Analysis of exosome-enriched microvesicles
To obtain microvesicle fractions enriched with exosomes, serum was sequentially centrifuged at 300 g for 10 min, 2,000 g for 20 min, and 10,000 g for 30 min to remove dead cells, cellular debris, and large vesicles, respectively. The samples were then subjected to ultracentrifugation at 100,000 g for 120 min twice at 4 °C to obtain a pellet that was enriched with exosomes. The microvesicles were resuspended in PBS (Life Technologies) and stored at -80 °C until use.
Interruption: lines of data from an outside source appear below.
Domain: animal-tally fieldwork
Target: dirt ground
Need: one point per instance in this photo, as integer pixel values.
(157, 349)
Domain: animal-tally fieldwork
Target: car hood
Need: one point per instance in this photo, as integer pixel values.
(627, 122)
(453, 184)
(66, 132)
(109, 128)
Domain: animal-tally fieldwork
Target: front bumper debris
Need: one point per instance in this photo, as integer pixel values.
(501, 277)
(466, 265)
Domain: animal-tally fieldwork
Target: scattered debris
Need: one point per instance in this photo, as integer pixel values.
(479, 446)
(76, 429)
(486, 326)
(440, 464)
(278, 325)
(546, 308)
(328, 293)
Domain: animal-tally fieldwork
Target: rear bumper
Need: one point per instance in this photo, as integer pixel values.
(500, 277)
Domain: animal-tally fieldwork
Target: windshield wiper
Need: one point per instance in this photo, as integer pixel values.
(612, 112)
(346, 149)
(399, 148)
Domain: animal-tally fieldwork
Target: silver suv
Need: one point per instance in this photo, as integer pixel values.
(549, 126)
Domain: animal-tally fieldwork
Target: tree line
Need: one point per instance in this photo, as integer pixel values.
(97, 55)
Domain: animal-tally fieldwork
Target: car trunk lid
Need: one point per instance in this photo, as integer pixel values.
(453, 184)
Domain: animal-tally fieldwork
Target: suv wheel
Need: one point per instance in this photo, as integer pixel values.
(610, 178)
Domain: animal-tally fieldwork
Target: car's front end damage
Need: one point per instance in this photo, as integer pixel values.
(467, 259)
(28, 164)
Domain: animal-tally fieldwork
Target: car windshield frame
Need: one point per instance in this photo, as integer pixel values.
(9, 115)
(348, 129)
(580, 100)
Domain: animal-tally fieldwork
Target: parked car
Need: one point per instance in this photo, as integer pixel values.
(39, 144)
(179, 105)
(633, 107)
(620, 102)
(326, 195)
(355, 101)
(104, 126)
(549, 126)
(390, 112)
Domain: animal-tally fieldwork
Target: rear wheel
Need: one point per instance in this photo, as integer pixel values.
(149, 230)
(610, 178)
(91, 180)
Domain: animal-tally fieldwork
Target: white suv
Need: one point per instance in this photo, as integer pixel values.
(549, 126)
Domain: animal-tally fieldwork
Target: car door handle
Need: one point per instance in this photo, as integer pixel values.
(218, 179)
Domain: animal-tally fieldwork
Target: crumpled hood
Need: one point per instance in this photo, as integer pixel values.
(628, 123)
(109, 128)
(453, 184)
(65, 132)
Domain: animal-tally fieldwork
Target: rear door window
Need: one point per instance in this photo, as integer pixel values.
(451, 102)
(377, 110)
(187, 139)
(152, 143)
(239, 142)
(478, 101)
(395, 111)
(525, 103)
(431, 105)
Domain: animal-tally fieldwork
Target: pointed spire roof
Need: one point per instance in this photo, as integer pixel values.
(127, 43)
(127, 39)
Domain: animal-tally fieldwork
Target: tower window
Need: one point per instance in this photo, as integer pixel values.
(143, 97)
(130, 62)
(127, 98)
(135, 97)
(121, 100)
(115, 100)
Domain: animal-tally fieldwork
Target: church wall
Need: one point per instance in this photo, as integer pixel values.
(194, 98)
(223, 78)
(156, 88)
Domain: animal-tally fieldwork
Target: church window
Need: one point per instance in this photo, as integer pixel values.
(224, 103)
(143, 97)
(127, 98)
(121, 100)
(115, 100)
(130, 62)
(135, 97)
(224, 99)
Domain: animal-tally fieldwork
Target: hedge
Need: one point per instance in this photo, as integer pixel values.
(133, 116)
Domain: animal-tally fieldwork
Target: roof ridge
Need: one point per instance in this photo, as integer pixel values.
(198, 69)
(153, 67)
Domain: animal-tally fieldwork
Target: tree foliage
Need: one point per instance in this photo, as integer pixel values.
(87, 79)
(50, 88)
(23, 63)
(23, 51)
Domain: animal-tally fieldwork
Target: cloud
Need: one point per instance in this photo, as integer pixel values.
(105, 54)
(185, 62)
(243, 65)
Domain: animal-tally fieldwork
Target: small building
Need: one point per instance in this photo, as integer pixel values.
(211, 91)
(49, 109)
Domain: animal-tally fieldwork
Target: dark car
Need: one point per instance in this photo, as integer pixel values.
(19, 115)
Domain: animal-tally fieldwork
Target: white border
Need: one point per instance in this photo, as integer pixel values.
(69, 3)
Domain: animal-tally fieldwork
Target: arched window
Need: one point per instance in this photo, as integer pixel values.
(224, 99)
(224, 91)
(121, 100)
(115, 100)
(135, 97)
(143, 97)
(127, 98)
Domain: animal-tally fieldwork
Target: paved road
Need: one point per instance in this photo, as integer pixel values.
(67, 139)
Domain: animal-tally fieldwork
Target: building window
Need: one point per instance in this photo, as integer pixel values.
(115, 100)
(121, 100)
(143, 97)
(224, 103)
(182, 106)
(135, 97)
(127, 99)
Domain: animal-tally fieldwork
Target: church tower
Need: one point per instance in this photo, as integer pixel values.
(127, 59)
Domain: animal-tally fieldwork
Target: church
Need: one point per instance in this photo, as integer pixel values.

The microvesicle size and concentration were determined using a Malvern Nanosight Tracking Analysis (NTA) system (NS300) (Worcestershire, UK). All samples were diluted according to the limit capacity of the equipment (106-109particles/mL), and the particle concentration (particles/mL) was calculated.
The paired t-test was used to compare mean creatinine levels between the LPS-treated animals and the respective basal values. The Shapiro-Wilk test was used to assess the distribution of NGAL, which did not show a normal distribution. Therefore, the Wilcoxon test was used to compare the NGAL levels in the serum of the animals 2 h after LPS injection compared to basal levels. The data were considered statistically significant when p <0.05.